Reopening colleges and universities will be a delicate balancing act of risk and reward. Compared to virtual classes, in-person classes enhance learning through face-to-face interactions and access university resources like labs, computers and advisors, but they risk causing serious spikes in new coronavirus cases. With the start of the fall semester quickly approaching, the University System of Georgia will need to come to a clear answer on just how much risk it is willing to accept before it would move classes online again.
Whether we want to admit it or not, we all take risks in our everyday lives that endanger ourselves and others. When we go for a walk on the sidewalk with a friend, we risk getting hit by a bad driver or getting mugged.
We walk on the sidewalk knowing that the risk is very low, but that doesn’t mean we are willing to mosey through a busy intersection. We’re more careful there because the chance of being hit by a speeding car is too great.
In this regard, the coronavirus pandemic is no different. It’s easy enough to proclaim that even one person getting sick is too many, but in practice, that’s not really true. If the risk of a serious outbreak was low, we’d tolerate it. Put another way, if the coronavirus infected only 100 Americans a day and killed one a week, very few leaders would seriously consider shutting everything down.
Take South Korea, for example. The South Korean government was able to quickly control the virus, so the country hardly missed a beat. To date, South Korea has only had 13,244 coronavirus cases, according to John Hopkins University. For comparison, the state of Georgia, despite a much smaller population, reported 19,179 cases in the past week. Not shutting down will certainly lead to more cases, but to South Korea, a shut down was not worth it because the risk of a serious outbreak is very low.
That’s certainly not the case in the United States, where recent days have brought new records in single-day cases. The worsening situation has forced government leaders across the states to reexamine the risks they are willing to take, and in some cases, reverse their reopening plans.
USG, too, will have to grapple with these questions. To some extent, they already have. Originally, they planned to only encourage students, staff and faculty to wear masks. A surge in cases in the state and across the country, along with intense backlash from professors and students, forced USG to reverse course and mandate masks.

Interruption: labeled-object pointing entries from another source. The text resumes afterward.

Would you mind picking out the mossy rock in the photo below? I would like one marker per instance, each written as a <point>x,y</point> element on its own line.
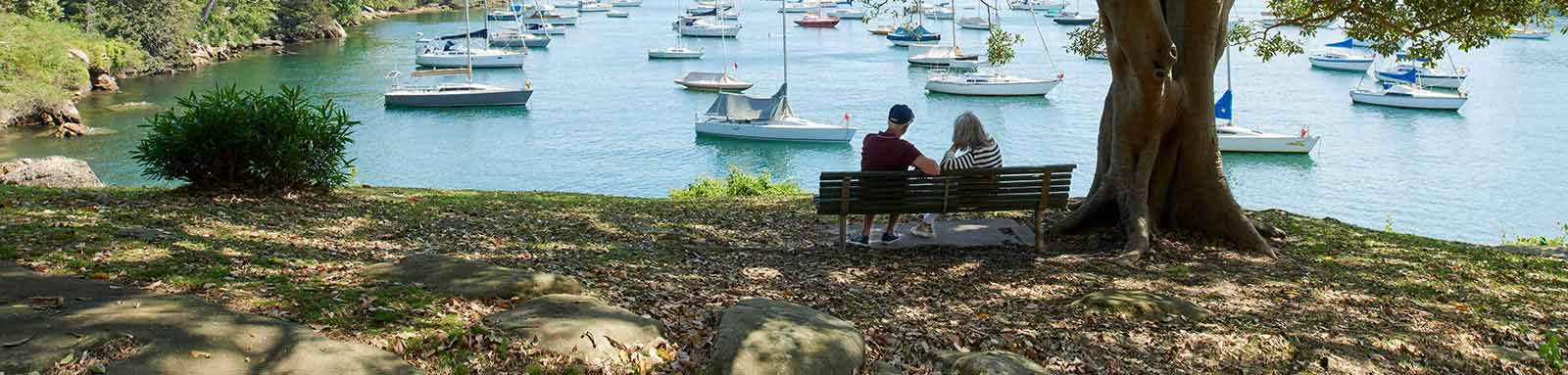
<point>1141,305</point>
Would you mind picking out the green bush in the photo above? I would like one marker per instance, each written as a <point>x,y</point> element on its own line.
<point>739,182</point>
<point>248,140</point>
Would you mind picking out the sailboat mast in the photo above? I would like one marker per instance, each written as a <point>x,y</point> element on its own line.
<point>467,36</point>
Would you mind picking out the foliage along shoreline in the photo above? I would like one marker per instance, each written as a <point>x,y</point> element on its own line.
<point>62,51</point>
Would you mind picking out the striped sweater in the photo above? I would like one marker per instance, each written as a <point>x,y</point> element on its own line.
<point>984,158</point>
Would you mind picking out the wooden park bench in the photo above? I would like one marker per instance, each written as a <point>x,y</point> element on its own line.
<point>969,190</point>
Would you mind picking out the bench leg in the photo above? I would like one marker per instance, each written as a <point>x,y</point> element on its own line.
<point>844,232</point>
<point>1040,232</point>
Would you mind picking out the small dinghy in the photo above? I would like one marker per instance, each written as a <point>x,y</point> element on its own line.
<point>812,20</point>
<point>1407,94</point>
<point>676,52</point>
<point>712,82</point>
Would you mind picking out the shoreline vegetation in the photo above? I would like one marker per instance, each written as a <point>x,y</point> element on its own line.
<point>1337,299</point>
<point>59,51</point>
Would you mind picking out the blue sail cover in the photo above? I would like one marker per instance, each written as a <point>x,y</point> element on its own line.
<point>1405,75</point>
<point>1345,44</point>
<point>1222,109</point>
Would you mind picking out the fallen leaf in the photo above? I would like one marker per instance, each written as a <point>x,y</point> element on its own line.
<point>16,343</point>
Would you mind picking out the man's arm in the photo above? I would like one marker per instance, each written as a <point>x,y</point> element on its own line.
<point>927,165</point>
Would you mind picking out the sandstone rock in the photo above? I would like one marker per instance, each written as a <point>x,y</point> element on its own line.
<point>106,82</point>
<point>579,327</point>
<point>765,336</point>
<point>472,280</point>
<point>1141,305</point>
<point>988,362</point>
<point>51,171</point>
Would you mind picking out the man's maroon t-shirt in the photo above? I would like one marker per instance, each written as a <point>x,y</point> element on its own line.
<point>883,151</point>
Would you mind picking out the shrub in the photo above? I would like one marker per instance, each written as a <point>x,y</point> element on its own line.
<point>739,182</point>
<point>248,140</point>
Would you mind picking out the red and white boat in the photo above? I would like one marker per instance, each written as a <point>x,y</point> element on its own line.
<point>811,20</point>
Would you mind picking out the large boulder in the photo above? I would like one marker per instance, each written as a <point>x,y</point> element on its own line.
<point>51,171</point>
<point>990,362</point>
<point>765,336</point>
<point>472,280</point>
<point>1142,305</point>
<point>579,327</point>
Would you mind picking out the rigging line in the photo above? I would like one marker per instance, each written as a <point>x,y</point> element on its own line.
<point>1042,35</point>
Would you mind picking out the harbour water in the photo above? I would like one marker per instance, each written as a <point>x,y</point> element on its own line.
<point>608,119</point>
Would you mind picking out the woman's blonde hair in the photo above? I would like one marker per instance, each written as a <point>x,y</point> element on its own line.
<point>969,134</point>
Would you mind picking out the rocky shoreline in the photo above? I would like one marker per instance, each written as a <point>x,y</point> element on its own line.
<point>65,119</point>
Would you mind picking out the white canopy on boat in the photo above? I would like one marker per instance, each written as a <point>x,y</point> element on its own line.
<point>750,107</point>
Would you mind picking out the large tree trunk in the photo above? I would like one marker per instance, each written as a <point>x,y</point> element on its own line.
<point>1159,161</point>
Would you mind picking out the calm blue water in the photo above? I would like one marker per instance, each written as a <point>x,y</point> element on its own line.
<point>608,119</point>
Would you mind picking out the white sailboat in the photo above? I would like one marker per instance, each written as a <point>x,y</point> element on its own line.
<point>457,94</point>
<point>767,117</point>
<point>1408,94</point>
<point>1235,138</point>
<point>993,82</point>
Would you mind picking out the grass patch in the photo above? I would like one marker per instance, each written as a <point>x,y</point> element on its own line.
<point>1340,297</point>
<point>739,182</point>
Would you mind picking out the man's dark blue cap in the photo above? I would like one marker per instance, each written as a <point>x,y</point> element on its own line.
<point>901,115</point>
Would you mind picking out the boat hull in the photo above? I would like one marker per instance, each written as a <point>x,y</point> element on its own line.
<point>765,130</point>
<point>1270,145</point>
<point>1011,88</point>
<point>493,98</point>
<point>509,60</point>
<point>1341,65</point>
<point>1419,102</point>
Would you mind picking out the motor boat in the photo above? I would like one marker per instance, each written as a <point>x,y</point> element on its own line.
<point>846,13</point>
<point>1429,77</point>
<point>595,7</point>
<point>974,23</point>
<point>1341,60</point>
<point>712,80</point>
<point>676,52</point>
<point>906,36</point>
<point>454,55</point>
<point>1523,33</point>
<point>1235,138</point>
<point>700,27</point>
<point>457,94</point>
<point>940,13</point>
<point>812,20</point>
<point>988,83</point>
<point>543,28</point>
<point>1037,5</point>
<point>800,7</point>
<point>1071,18</point>
<point>514,38</point>
<point>765,117</point>
<point>940,55</point>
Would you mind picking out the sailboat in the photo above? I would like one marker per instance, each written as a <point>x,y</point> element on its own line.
<point>767,117</point>
<point>1405,93</point>
<point>938,55</point>
<point>457,94</point>
<point>993,82</point>
<point>1235,138</point>
<point>1341,57</point>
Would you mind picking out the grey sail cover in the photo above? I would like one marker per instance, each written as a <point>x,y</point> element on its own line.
<point>749,107</point>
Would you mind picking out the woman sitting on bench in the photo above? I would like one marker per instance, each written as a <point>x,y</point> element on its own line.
<point>980,151</point>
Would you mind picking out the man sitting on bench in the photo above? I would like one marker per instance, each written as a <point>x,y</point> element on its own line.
<point>886,151</point>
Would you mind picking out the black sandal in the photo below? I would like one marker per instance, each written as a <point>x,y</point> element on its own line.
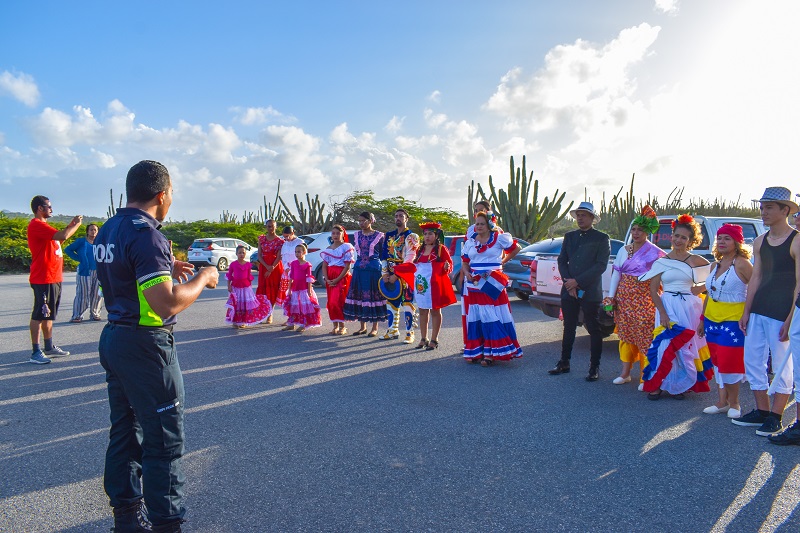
<point>654,395</point>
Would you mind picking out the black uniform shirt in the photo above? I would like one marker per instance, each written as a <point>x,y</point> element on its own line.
<point>132,256</point>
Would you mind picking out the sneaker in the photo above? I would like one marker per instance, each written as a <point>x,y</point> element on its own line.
<point>56,352</point>
<point>790,435</point>
<point>771,426</point>
<point>38,358</point>
<point>754,418</point>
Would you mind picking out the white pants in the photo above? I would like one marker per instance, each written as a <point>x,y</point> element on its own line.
<point>794,343</point>
<point>761,341</point>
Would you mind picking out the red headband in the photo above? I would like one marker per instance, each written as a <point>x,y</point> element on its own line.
<point>430,225</point>
<point>734,231</point>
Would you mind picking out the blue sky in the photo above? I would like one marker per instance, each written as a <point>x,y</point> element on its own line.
<point>411,98</point>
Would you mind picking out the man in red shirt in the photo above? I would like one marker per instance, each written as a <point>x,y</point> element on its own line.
<point>47,263</point>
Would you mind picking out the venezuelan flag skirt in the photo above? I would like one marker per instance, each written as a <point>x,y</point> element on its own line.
<point>725,339</point>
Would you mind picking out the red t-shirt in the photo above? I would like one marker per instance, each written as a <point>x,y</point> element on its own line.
<point>47,257</point>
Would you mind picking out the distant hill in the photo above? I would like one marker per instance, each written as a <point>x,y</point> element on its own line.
<point>55,218</point>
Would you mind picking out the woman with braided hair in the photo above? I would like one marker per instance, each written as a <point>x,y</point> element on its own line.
<point>678,359</point>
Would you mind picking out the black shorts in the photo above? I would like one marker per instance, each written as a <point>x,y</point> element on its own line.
<point>46,299</point>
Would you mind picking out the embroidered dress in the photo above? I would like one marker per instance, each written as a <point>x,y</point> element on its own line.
<point>300,308</point>
<point>432,286</point>
<point>337,259</point>
<point>634,313</point>
<point>287,256</point>
<point>243,307</point>
<point>678,360</point>
<point>725,306</point>
<point>397,254</point>
<point>270,284</point>
<point>490,330</point>
<point>364,301</point>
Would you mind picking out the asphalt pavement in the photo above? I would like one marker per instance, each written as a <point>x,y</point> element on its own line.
<point>312,432</point>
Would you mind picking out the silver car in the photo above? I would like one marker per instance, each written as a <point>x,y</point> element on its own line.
<point>216,251</point>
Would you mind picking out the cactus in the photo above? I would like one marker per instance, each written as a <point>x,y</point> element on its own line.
<point>311,219</point>
<point>473,195</point>
<point>527,220</point>
<point>111,209</point>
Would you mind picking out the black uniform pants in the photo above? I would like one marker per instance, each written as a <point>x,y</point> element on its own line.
<point>145,394</point>
<point>570,309</point>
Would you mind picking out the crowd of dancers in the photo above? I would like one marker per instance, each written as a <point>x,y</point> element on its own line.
<point>393,277</point>
<point>685,321</point>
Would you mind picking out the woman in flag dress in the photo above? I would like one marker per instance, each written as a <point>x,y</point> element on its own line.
<point>432,287</point>
<point>678,360</point>
<point>489,330</point>
<point>727,291</point>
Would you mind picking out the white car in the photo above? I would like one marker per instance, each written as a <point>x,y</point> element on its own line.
<point>316,242</point>
<point>215,251</point>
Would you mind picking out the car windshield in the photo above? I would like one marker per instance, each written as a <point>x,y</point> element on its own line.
<point>549,246</point>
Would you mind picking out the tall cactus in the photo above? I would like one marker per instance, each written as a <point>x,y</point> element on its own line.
<point>111,209</point>
<point>529,220</point>
<point>311,219</point>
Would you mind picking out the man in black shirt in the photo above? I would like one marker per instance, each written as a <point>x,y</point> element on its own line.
<point>581,263</point>
<point>137,350</point>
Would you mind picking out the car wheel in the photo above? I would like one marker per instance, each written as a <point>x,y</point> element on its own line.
<point>553,311</point>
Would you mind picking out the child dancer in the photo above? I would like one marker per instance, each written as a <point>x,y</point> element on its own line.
<point>302,306</point>
<point>337,260</point>
<point>244,308</point>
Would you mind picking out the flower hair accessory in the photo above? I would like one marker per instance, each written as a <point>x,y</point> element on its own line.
<point>683,219</point>
<point>647,220</point>
<point>431,225</point>
<point>491,217</point>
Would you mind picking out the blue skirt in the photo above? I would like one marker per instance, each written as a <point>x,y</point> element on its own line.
<point>365,302</point>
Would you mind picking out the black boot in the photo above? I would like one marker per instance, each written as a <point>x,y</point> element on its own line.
<point>131,519</point>
<point>562,367</point>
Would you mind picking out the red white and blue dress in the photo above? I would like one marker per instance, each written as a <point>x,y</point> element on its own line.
<point>489,326</point>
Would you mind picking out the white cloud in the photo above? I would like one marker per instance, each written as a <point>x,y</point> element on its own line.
<point>256,115</point>
<point>670,7</point>
<point>21,87</point>
<point>434,120</point>
<point>394,125</point>
<point>579,85</point>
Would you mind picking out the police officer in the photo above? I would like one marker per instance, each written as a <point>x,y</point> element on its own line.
<point>137,350</point>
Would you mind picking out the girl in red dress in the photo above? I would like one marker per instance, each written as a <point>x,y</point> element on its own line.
<point>337,260</point>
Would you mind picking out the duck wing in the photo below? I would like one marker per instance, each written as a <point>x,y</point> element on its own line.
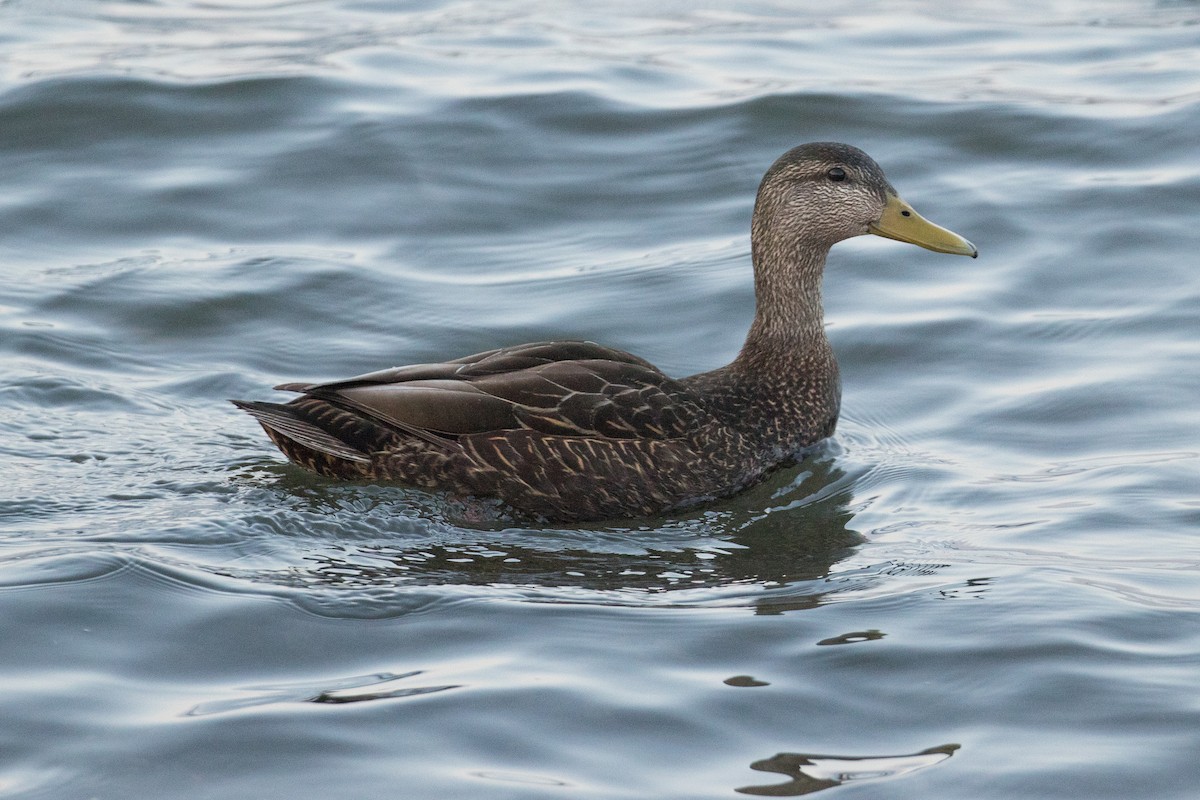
<point>569,389</point>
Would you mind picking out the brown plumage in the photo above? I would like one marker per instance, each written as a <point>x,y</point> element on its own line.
<point>574,431</point>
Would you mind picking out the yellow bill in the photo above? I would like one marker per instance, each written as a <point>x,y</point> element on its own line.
<point>900,222</point>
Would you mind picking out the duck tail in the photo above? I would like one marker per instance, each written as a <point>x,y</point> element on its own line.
<point>288,427</point>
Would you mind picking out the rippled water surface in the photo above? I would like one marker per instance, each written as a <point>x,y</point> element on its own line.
<point>985,585</point>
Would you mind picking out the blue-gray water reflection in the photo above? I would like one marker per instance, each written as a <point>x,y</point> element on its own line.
<point>997,549</point>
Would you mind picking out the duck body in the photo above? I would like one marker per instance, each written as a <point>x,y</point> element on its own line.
<point>575,431</point>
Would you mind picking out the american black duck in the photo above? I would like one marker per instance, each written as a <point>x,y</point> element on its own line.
<point>575,431</point>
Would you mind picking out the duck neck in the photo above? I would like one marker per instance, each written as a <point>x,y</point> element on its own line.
<point>789,325</point>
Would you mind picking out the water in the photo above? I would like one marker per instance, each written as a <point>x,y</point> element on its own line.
<point>984,585</point>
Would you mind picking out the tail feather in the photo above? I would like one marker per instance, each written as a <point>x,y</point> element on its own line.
<point>285,421</point>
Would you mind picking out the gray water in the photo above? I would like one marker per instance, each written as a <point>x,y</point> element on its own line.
<point>985,585</point>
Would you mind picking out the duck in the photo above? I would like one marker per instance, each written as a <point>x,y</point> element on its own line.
<point>573,431</point>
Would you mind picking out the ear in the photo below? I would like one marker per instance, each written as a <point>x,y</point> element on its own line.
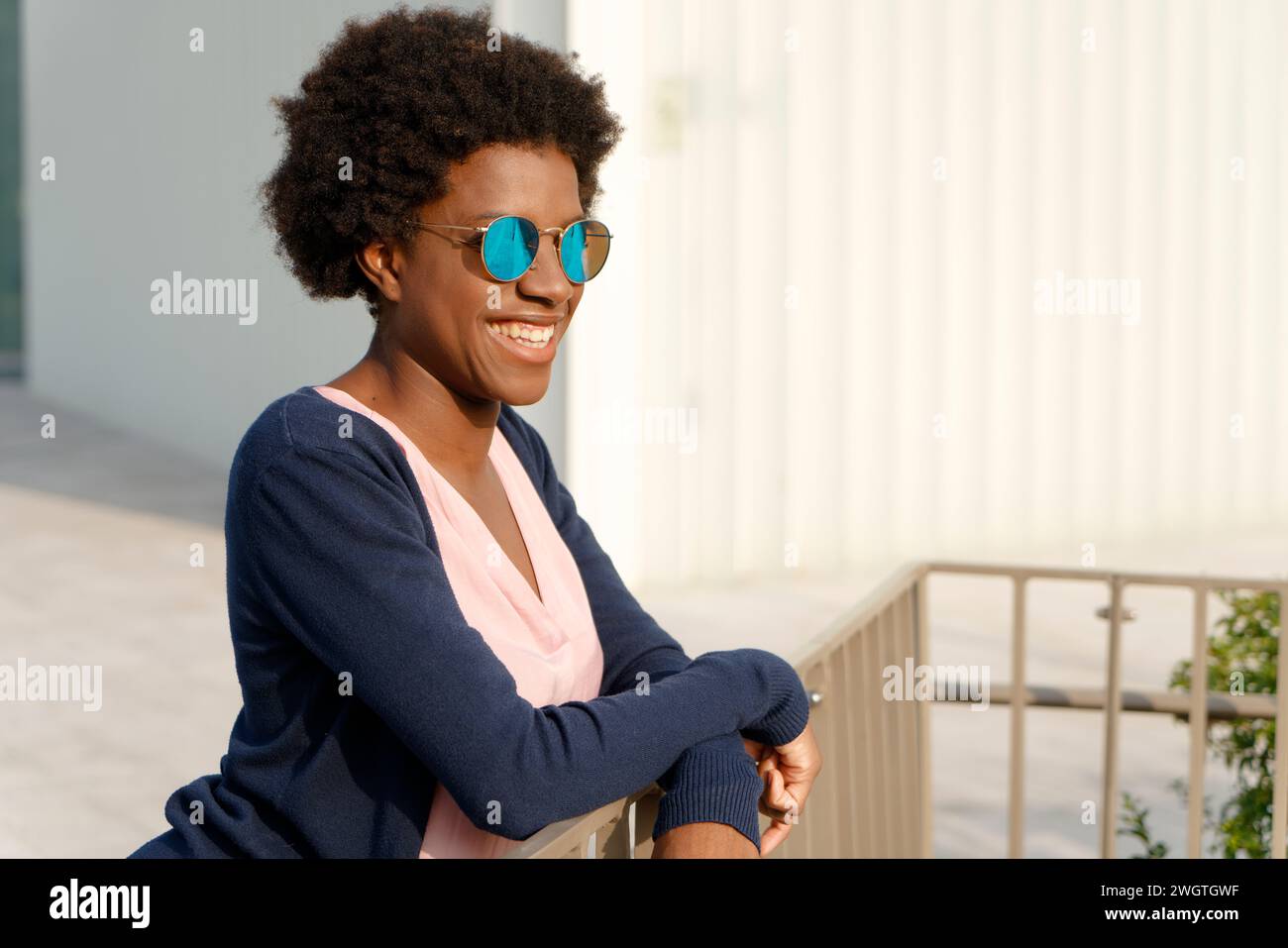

Georgia’s colleges will need to figure out how much risk they are willing to tolerate from the coronavirus too. Would they risk 1,000 students or staff members getting sick? Would 10,000 need to be infected?
Maybe USG does not care at all about cases and will only worry about deaths. Although younger students are at low risk of dying from the coronavirus, their older professors could develop serious complications. Would the death of one student or staff member be too many? Or would the university allow up to 50 deaths? Do those infections and deaths have to come from the USG community, or does USG also care about the parents, spouses and children of its students and staff?
USG may have already thought through all of these questions. I hope they have. If they have not, however, they better do so soon. The fall semester starts in August, and USG’s decisions will have serious ramifications for the communities of 26 colleges and the entire state of Georgia.